Redundancy of word and sub-word occurrences in large documents can be effectively utilized in an OCR system to improve recognition results. Most OCR systems employ language modeling techniques as a post-processing step; however these techniques do not use important pictorial information that exist in the text image. In case of large-scale recognition of degraded documents, this information is even more valuable. In our previous work, we proposed a subword image clustering method for the applications dealing with large printed documents. In our clustering method, the ideal case is when all equivalent sub-word images lie in one cluster. To overcome the issues of low print quality, the clustering method uses an image matching algorithm for measuring the distance between two sub-word images. The measured distance with a set of simple shape features were used to cluster all sub-word images. In this paper, we analyze the effects of adding more shape features on processing time, purity of clustering, and the final recognition rate. Previously published experiments have shown the efficiency of our method on a book. Here we present extended experimental results and evaluate our method on another book with totally different font face. Also we show that the number of the new created clusters in a page can be used as a criteria for assessing the quality of print and evaluating preprocessing phases.

Paper Details

Date Published: 8 February 2015
PDF: 12 pages
Proc.
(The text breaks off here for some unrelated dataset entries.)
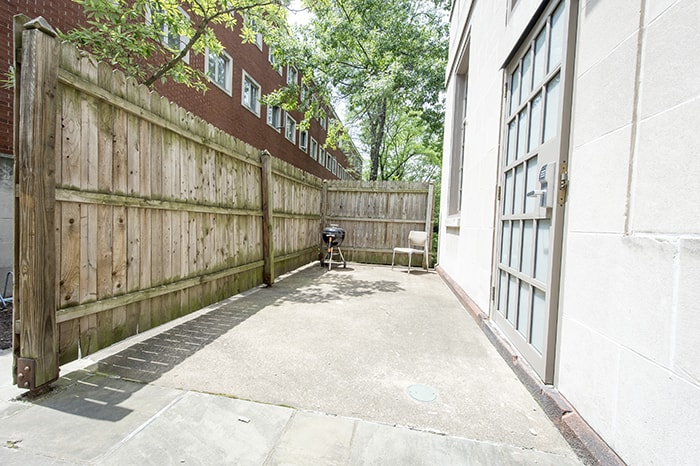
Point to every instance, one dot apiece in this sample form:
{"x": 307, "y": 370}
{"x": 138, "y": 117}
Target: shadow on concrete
{"x": 97, "y": 391}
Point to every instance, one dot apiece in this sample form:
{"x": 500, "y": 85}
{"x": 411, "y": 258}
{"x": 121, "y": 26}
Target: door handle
{"x": 536, "y": 192}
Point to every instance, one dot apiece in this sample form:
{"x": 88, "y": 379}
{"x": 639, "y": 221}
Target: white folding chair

SPIE 9402, Document Recognition and Retrieval XXII, 94020C (8 February 2015); doi: 10.1117/12.2075931
Show Author Affiliations
Mohammad Reza Soheili, Tarbiat Modares Univ. (Iran, Islamic Republic of)
Deutsches Forschungszentrum für Künstliche Intelligenz GmbH (Germany)
Ehsanollah Kabir, Tarbiat Modares Univ. (Iran, Islamic Republic of)
Didier Stricker, Deutsches Forschungszentrum für Künstliche Intelligenz GmbH (Germany)

Published in SPIE Proceedings Vol. 9402:
Document Recognition and Retrieval XXII
Eric K. Ringger; Bart Lamiroy, Editor(s)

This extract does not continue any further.